5. Lyndon Johnson was never revered by progressive activists and his disastrous escalation of the Vietnam War turned these people, who most strongly supported his Civil Rights and anti-poverty legislation against him. Barack Obama can learn from the failure of the last progressive government (on domestic policy) that the U.S. has had, the Johnson administration, by moving boldly to get the U.S. out of Iraq and moving also to develop multi-lateral, diplomatic, and developmental policies for the regions of the world that Bush has targeted for military intervention. Without a progressive foreign policy it will be very difficult if not impossible for an Obama administration to advance a progressive domestic policy.
Lyndon Johnson feared that if he "lost" the war in Vietnam, the right would accuse him of losing to "Communism" and his domestic program and administration would collapse. Instead, because he could not go beyond the political straight-jacket of cold war politics, he destroyed his administration by escalating a war that his domestic enemies supported and those most likely to support his domestic policies opposed. Obama must not make the same mistake. Since he is not mired in a cold war or militarist mindset, and his withstood the hysterical and comical attacks of those who sought to link his policies with "terrorists," I don't think he will. Obama is intelligent enough to understand that "terrorism" is a police rather than a military matter, a problem that requires allies and international cooperation, not unilateral military interventions. Will he be able to begin the cutting down to size of the military industrial complex, the reduction of first tens of billions and, assuming he is re-elected, hundreds of billions in military spending? This will probably be one of the biggest battles of his administration and it is one in which labor and the broad left must fight to be on the same side, to realize the enormous benefits that will derive to the society from a U.S. military budget that will not be many times greater than any other in the world.

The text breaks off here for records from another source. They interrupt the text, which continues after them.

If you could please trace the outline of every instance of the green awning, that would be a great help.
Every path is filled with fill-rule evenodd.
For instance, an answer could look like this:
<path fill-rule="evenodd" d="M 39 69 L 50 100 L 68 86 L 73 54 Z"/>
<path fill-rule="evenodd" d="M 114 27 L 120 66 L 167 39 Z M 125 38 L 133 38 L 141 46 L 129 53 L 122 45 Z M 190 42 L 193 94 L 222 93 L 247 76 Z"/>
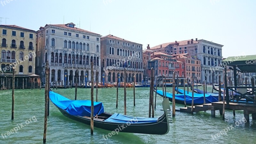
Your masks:
<path fill-rule="evenodd" d="M 256 55 L 230 57 L 221 63 L 224 66 L 236 66 L 243 73 L 256 72 Z"/>

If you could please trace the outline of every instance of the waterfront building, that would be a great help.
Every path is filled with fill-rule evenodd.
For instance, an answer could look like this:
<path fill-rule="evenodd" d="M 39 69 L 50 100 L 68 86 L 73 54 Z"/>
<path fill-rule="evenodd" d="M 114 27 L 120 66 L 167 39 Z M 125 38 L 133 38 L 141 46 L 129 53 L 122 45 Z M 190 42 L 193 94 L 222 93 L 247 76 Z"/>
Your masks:
<path fill-rule="evenodd" d="M 102 73 L 104 73 L 105 82 L 115 83 L 120 76 L 124 82 L 125 68 L 127 82 L 141 82 L 143 78 L 142 45 L 109 35 L 100 39 L 100 58 Z"/>
<path fill-rule="evenodd" d="M 34 30 L 15 25 L 0 25 L 0 76 L 12 77 L 13 67 L 16 76 L 21 79 L 28 78 L 35 73 L 36 37 Z"/>
<path fill-rule="evenodd" d="M 223 82 L 223 68 L 218 66 L 222 61 L 223 45 L 201 39 L 193 39 L 163 44 L 150 48 L 154 52 L 168 54 L 188 53 L 201 61 L 201 79 L 207 83 L 217 83 L 219 75 Z"/>
<path fill-rule="evenodd" d="M 72 23 L 66 24 L 46 24 L 37 33 L 36 74 L 44 81 L 45 65 L 49 61 L 50 81 L 64 81 L 67 73 L 66 84 L 79 84 L 91 80 L 91 62 L 96 72 L 100 76 L 100 34 L 75 27 Z M 70 80 L 72 84 L 71 84 Z"/>
<path fill-rule="evenodd" d="M 201 61 L 196 57 L 188 55 L 188 53 L 182 53 L 172 55 L 179 61 L 183 62 L 184 64 L 184 74 L 182 77 L 188 80 L 188 82 L 191 82 L 194 76 L 194 81 L 201 83 Z"/>

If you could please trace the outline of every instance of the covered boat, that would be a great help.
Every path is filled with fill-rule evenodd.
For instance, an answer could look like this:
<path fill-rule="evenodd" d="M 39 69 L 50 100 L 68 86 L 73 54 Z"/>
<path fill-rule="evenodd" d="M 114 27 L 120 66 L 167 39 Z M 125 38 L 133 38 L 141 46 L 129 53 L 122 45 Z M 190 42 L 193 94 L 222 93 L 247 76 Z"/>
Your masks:
<path fill-rule="evenodd" d="M 156 92 L 156 89 L 154 89 L 155 92 L 160 96 L 164 97 L 163 91 L 157 90 Z M 181 90 L 179 89 L 180 91 Z M 186 104 L 188 105 L 191 105 L 192 104 L 192 94 L 189 93 L 191 92 L 189 92 L 189 94 L 186 93 L 185 94 L 186 98 Z M 165 92 L 164 92 L 165 95 Z M 166 98 L 169 99 L 170 101 L 172 101 L 172 94 L 169 92 L 166 92 Z M 215 97 L 208 94 L 205 94 L 205 103 L 212 103 L 214 102 L 218 101 L 218 100 L 216 99 Z M 204 95 L 202 94 L 198 94 L 194 93 L 194 105 L 200 105 L 204 104 Z M 180 104 L 184 104 L 184 94 L 175 94 L 175 102 L 176 103 Z"/>
<path fill-rule="evenodd" d="M 50 98 L 62 114 L 70 118 L 90 125 L 90 100 L 71 100 L 52 91 Z M 133 133 L 162 135 L 169 132 L 170 118 L 168 99 L 163 102 L 164 114 L 159 118 L 129 116 L 120 114 L 104 112 L 102 103 L 94 102 L 94 126 L 111 131 Z"/>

Let me conclude by saying that this was a great people's victory, not only for those who were mentioned on TV yesterday, but for so many others, Paul Robeson, Ossie Davis, Ben Davis and Angela Davis, Henry Winston, A. Philip Randolph and Claudia Jones, to name a very small number of African-American activists of the political and cultural left, Carl and Anne Braden and Virginia Durr and so many others white activists in the struggle against racism. The first Africans were "imported" into North America in 1619 and North American slavery did not end until the end of the Civil War in 1865. After the defeats of the struggle to democratize the former slave states, segregation and disenfranchisement did not end legally until the 1960s, a century later. The victories won in the name of Civil Rights were pushed back after the late 1970s in terms of policy. Those defeats went hand in hand with the Reagan administration's war against labor and the poor.
They are part of the catching up that the people must do and, in the present political situation, can do.